A Mathematical Review

A.6 Spatial inertia

Assume we have a rigid body with mass m and a coordinate frame located at the body’s center of mass. If {\bf v} and \boldsymbol{\omega} give the translational and rotational velocity of the coordinate frame, then the body’s linear and angular momentum {\bf p} and {\bf L} are given by

{\bf p}=m{\bf v}\quad\text{and}\quad{\bf L}={\bf J}\boldsymbol{\omega}, (A.30)
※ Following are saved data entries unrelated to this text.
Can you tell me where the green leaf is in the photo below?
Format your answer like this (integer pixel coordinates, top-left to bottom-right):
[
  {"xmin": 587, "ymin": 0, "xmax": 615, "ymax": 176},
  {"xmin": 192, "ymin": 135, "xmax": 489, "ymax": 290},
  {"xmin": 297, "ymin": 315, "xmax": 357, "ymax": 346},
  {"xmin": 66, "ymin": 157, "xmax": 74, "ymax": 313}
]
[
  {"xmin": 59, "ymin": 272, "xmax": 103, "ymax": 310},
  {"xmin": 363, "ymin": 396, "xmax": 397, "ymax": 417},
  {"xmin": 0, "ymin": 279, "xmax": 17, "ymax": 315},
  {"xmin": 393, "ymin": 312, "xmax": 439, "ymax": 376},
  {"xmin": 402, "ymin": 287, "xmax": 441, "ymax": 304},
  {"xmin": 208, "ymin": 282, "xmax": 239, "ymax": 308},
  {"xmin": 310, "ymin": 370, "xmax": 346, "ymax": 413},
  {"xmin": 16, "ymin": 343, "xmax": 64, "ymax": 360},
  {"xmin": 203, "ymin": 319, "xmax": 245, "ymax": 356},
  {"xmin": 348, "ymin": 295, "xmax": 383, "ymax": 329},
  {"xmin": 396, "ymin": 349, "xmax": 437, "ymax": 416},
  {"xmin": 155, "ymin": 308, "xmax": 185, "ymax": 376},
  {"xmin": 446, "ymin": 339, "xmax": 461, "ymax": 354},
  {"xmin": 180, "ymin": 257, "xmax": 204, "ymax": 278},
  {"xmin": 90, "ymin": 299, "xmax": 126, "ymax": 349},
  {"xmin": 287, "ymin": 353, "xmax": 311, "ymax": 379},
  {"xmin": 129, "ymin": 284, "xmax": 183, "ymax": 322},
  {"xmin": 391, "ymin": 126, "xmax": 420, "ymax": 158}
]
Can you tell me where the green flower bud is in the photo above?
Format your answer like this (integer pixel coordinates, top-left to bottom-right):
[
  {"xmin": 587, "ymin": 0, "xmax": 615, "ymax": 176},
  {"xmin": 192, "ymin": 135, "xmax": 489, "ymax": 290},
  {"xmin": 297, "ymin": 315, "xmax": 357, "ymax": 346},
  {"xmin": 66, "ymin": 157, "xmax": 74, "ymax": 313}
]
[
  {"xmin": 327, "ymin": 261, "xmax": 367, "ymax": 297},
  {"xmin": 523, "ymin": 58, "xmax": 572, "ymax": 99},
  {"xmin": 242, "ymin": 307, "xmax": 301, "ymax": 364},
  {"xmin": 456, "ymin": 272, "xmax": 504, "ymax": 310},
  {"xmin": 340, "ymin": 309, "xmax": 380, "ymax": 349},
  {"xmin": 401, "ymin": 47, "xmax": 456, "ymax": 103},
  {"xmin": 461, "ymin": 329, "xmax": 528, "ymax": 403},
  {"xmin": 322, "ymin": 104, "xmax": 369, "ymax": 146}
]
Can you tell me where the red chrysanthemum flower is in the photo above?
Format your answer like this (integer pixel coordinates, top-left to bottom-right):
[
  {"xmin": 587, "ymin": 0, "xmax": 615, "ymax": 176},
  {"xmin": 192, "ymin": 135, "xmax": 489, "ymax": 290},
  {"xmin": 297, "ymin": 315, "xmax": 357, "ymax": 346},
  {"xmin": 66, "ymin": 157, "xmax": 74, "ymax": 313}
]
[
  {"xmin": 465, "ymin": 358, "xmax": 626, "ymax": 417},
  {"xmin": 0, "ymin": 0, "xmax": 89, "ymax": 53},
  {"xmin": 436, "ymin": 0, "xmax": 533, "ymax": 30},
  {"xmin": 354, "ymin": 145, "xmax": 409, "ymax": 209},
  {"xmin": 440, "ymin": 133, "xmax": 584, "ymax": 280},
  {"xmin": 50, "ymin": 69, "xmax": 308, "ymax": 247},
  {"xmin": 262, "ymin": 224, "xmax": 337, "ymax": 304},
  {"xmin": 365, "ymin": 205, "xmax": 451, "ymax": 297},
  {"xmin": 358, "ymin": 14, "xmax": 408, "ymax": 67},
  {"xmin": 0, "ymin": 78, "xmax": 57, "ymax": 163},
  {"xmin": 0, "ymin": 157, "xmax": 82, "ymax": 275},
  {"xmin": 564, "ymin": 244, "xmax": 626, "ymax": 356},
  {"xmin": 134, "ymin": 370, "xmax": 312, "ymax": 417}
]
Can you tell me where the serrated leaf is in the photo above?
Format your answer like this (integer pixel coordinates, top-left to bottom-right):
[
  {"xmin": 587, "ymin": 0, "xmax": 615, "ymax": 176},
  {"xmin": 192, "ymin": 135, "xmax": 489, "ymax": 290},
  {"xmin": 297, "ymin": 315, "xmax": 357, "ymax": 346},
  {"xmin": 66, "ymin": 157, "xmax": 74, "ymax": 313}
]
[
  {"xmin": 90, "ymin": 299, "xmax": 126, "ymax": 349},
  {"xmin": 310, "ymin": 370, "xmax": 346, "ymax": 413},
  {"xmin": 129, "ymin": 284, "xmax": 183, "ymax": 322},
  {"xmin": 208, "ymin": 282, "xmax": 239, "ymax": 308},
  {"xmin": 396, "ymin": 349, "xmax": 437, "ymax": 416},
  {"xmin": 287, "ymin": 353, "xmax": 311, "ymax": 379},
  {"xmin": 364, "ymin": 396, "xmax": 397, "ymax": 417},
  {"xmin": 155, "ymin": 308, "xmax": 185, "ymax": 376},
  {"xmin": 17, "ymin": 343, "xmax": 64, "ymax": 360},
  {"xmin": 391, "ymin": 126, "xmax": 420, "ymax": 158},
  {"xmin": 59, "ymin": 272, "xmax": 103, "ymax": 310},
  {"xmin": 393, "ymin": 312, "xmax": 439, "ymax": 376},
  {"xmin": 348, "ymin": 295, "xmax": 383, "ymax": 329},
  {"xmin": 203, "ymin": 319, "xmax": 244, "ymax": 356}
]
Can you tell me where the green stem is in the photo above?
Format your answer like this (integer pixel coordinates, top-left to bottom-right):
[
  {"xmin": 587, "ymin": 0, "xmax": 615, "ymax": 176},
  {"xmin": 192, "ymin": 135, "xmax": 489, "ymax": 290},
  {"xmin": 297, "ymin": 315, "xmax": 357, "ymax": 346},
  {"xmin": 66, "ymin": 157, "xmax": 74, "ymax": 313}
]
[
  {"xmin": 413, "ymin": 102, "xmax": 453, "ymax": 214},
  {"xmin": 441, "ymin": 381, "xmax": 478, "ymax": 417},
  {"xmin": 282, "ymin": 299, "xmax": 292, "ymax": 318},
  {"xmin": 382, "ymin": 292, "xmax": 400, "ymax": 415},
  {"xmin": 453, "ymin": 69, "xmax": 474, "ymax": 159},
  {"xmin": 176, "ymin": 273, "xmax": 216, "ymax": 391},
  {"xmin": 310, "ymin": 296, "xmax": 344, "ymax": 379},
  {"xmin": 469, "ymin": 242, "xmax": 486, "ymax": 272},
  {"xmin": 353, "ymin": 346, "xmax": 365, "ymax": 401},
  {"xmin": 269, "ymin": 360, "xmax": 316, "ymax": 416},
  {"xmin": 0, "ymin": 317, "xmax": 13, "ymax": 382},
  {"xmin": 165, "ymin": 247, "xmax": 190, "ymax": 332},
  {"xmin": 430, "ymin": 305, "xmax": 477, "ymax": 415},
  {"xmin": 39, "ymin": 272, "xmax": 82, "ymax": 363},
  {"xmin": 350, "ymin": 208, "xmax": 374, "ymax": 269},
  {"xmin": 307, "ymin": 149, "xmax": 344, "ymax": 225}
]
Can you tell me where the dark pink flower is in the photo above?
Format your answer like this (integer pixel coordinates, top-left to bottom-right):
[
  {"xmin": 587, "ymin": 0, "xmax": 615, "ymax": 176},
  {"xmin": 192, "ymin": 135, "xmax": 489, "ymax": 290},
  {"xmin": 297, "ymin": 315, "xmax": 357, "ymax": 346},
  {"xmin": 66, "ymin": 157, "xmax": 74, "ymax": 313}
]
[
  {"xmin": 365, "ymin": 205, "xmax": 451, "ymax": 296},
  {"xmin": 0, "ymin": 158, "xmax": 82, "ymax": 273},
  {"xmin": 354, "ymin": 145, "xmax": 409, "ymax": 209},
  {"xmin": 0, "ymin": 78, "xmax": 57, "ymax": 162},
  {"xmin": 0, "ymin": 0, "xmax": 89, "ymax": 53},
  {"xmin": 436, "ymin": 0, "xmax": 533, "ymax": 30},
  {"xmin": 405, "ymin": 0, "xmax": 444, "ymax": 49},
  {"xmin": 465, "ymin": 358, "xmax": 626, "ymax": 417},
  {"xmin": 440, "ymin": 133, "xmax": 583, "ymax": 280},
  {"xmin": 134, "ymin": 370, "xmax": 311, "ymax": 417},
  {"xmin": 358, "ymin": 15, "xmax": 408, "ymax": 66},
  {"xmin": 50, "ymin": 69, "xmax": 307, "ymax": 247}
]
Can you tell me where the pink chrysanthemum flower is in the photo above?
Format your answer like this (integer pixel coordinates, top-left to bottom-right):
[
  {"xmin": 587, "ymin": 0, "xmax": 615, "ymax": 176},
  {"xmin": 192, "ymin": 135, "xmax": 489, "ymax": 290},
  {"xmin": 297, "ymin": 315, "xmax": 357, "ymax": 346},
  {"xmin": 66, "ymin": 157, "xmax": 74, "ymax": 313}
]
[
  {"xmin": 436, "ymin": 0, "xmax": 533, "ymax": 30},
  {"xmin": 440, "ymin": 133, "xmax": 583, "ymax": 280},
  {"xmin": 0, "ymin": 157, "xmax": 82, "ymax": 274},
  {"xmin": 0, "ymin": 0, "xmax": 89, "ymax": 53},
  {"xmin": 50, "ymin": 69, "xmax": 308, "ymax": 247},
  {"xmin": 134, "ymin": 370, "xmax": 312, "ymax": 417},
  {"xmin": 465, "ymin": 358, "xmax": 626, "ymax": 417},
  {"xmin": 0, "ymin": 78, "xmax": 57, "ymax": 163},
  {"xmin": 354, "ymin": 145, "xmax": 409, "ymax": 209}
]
where {\bf J} is the 3\times 3 rotational inertia with respect to the center of mass. These relationships can be combined into a single equation

\hat{\bf p}={\bf M}\hat{\bf v}, (A.31)

where \hat{\bf p} is the spatial momentum and {\bf M} is a 6\times 6 matrix representing the spatial inertia:

\hat{\bf p}\equiv\left(\begin{matrix}{\bf p}\\
{\bf L}\end{matrix}\right),\qquad{\bf M}\equiv\left(\begin{matrix}m{\bf I}&0\\
0&{\bf J}\end{matrix}\right). (A.32)

The spatial momentum satisfies Newton’s second law, so that

\hat{\bf f}=\frac{d\hat{\bf p}}{dt}={\bf M}\frac{d\hat{\bf v}}{dt}+\dot{\bf M}%
\hat{\bf v}, (A.33)

which can be used to find the acceleration of a body in response to a spatial force.

When the body coordinate frame is not located at the center of mass, then the spatial inertia assumes the more complicated form

\left(\begin{matrix}m{\bf I}&-m[{\bf c}]\\
m[{\bf c}]&{\bf J}-m[{\bf c}][{\bf c}]\end{matrix}\right), (A.34)

where {\bf c} is the center of mass and [{\bf c}] is defined by (A.22).

Like the rotational inertia, the spatial inertia is always symmetric positive definite if m>0.